The one glitch in our trip happened in Southampton.
Our experience getting off the ship was not smooth, unfortunately. Dogs and owners are supposed to disembark first, and our luggage is held in a special area so we can get in and get out quickly.
I'm sure it's very easy, normally, but for unknown reasons, our group’s disembarkation was delayed by more than an hour, so we were right in the thick of things with all the other passengers when we did get out. It was a bit chaotic, and I hope it was a one-off occurrence.
I understand that *sometimes* there is an inspector at the other end of the trip as well, but not consistently. We were not asked to show the pups’ papers to anyone upon arrival, so I'm not sure how that process works. We just walked off and headed out.
Mike had the rental van ready nearby. Once reunited and loaded into the van, we all headed for the Eurotunnel.
Let me just say, planning is everything. We had booked the Eurotunnel in advance, and had mapped out the road trip both ways. We booked hotels and Airbnbs along the way, so everything was set up ahead of time.
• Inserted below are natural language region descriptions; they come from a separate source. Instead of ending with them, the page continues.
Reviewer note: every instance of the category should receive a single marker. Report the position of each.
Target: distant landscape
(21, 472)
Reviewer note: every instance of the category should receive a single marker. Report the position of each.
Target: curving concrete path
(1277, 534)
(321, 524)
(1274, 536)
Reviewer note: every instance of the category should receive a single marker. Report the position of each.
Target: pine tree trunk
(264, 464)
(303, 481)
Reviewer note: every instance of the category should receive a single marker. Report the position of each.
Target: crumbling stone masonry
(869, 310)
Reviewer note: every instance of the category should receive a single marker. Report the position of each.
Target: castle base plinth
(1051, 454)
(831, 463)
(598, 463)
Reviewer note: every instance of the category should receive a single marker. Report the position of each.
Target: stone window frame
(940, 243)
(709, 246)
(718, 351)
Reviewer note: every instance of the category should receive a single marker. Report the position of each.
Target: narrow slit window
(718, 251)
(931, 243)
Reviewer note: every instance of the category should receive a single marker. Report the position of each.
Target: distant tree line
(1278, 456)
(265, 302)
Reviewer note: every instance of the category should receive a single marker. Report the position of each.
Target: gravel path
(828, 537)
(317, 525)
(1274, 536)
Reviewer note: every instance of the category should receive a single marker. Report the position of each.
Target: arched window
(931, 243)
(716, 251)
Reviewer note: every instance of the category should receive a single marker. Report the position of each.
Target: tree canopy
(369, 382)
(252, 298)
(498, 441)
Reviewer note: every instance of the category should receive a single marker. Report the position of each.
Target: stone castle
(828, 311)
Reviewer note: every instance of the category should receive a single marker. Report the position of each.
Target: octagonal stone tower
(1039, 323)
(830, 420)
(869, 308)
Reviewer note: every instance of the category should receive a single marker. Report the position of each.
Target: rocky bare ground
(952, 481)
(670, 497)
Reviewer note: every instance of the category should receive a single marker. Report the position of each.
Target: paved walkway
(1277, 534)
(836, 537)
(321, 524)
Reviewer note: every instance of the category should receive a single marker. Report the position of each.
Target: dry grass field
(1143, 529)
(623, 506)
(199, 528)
We gave ourselves a week to get back, so overall, the trip took two weeks (one on the ship, one in the van). We visited Chinon, France, as well as a wildly remote area of Basque country, and a couple of other charming areas we never would have seen otherwise.
I do have to add, the girls loved loved LOVED their journey. They had more attention and snuggles (and snacks) than they ever could have imagined, and the other dogs were a lot of fun.
And to remember our journey, each girl got a special QM2 fleece coat and a lovely portrait taken by the ship's photographer. Ours, as you can see, was pure comedy. Wonderful.